Home Agriculture Committee Chair Glenn “G.T.” Thompson (R-Pa.) is assembly with congressional leaders on agricultural coverage Thursday to attempt to safe a last-minute deal on passing the farm invoice.
Earlier Thursday, Thompson joined dozens of Home Republicans in urgent Speaker Mike Johnson (R-La.) to schedule a vote on the large, five-year laws earlier than the tip of the yr.
Along with Thompson, the group assembly Thursday included Home Agriculture Committee rating member David Scott (D-Ga.), Senate Agriculture Committee Chair Debbie Stabenow (D-Mich.) and Senate Agriculture Committee rating member John Boozman (R-Ark.).

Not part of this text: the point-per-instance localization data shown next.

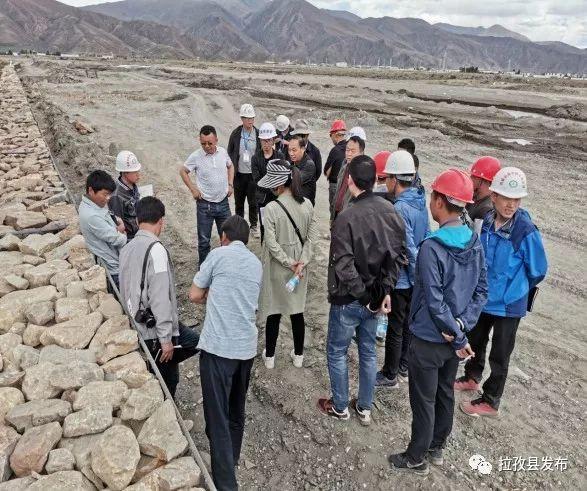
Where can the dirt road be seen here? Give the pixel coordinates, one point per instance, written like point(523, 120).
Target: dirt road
point(156, 112)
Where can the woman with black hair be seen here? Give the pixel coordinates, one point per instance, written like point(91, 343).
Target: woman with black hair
point(290, 234)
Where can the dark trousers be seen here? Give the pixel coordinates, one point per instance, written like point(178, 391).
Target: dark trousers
point(225, 383)
point(502, 345)
point(398, 334)
point(207, 214)
point(188, 340)
point(433, 369)
point(298, 328)
point(245, 189)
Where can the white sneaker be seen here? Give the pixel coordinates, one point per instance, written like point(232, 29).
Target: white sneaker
point(269, 361)
point(298, 360)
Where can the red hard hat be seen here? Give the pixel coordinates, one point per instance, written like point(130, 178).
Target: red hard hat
point(380, 159)
point(456, 185)
point(486, 168)
point(338, 125)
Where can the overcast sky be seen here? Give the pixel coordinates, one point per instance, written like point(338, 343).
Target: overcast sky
point(540, 20)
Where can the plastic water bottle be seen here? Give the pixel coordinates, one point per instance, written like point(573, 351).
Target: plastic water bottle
point(381, 325)
point(291, 285)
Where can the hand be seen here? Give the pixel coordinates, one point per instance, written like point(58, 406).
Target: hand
point(166, 352)
point(466, 352)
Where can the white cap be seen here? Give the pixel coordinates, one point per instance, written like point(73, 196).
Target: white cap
point(400, 163)
point(510, 182)
point(127, 162)
point(357, 131)
point(247, 111)
point(282, 122)
point(267, 131)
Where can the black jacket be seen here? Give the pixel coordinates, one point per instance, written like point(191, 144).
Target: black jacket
point(259, 169)
point(368, 242)
point(123, 204)
point(335, 160)
point(234, 145)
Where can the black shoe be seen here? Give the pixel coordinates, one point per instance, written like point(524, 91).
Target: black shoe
point(434, 456)
point(400, 461)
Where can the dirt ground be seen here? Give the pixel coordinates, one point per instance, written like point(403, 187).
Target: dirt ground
point(156, 112)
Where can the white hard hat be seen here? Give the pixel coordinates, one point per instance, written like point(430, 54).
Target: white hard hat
point(399, 163)
point(267, 131)
point(282, 122)
point(247, 111)
point(127, 162)
point(510, 182)
point(357, 131)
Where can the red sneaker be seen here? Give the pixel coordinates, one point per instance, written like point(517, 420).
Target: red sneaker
point(478, 407)
point(466, 383)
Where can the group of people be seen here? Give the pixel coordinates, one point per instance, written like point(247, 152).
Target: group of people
point(439, 294)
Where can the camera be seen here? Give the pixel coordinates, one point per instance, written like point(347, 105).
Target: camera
point(145, 316)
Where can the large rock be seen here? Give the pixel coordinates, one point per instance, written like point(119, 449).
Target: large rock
point(37, 413)
point(71, 308)
point(131, 369)
point(62, 481)
point(41, 275)
point(62, 356)
point(37, 244)
point(142, 402)
point(75, 333)
point(8, 440)
point(115, 457)
point(161, 435)
point(88, 421)
point(40, 313)
point(117, 344)
point(33, 448)
point(60, 459)
point(98, 393)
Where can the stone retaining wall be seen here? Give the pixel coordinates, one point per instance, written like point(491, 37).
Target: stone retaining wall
point(78, 408)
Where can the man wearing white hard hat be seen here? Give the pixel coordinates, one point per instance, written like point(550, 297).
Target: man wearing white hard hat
point(516, 264)
point(242, 145)
point(265, 153)
point(124, 200)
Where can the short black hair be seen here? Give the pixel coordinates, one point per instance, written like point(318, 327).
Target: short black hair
point(407, 144)
point(150, 210)
point(236, 228)
point(98, 180)
point(362, 170)
point(359, 140)
point(208, 130)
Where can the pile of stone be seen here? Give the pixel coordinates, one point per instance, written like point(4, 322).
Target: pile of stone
point(79, 409)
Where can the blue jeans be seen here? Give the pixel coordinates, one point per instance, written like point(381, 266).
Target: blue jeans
point(343, 322)
point(207, 214)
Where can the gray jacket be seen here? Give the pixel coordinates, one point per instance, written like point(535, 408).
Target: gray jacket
point(159, 292)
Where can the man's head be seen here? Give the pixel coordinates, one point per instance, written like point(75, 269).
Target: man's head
point(99, 187)
point(296, 148)
point(234, 228)
point(362, 174)
point(150, 214)
point(355, 146)
point(208, 139)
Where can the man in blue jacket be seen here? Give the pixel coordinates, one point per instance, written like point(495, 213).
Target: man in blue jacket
point(516, 263)
point(410, 203)
point(450, 291)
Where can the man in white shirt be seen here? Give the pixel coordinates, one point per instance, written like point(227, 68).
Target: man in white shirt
point(214, 184)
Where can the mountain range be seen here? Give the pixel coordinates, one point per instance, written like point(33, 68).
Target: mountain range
point(257, 30)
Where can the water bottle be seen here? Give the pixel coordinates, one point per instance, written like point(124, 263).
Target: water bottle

Thompson instructed The Hill this week that getting a deal within the lame-duck session is not “highly likely, but I’m an eternal optimist, and I’m going to work hard every day to make that happen.”
The farm invoice is about to run out Monday, Sept. 30, although funds is not going to start to peter out till the tip of the yr.
Progress towards a deal has been hamstrung by divisions between the events over the way to pay for elevated subsidies to massive business growers and proposed restrictions on the power of the federal authorities to lift cash for meals assist.
Whereas the Home Agriculture Committee has marked up and handed a draft invoice, the Senate Agriculture Committee has solely launched a abstract.
Whereas some lawmakers — together with Boozman — have prompt the concept of one other stopgap one-year invoice, this concept is unpopular within the farm sector, which has come to depend on the construction of the five-year farm invoice, and has needed to limp alongside on a one-year persevering with decision since final yr’s failure to interchange the 2018 farm invoice.
Earlier this month, representatives from greater than 300 agricultural teams flew in to Washington to foyer for a fast passage of a brand new invoice, and in Thursday’s letter, Home Republicans warned that the failure to cross a full five-year package deal would result in a “crisis” in farm nation.
Whereas an extension could also be essential, Thompson instructed The Hill he “didn’t want to send the wrong message: that we will not get a farm bill done in lame duck.”
“Our farmers need it,” he mentioned. “I mean, we are facing, by all all metrics, a farm and food crisis that’s exacerbating and only going to get worse — unless we show some leadership and provide some hope and certainty to the hardworking families to provide us food and fiber.”
Aris Folley contributed reporting for this story.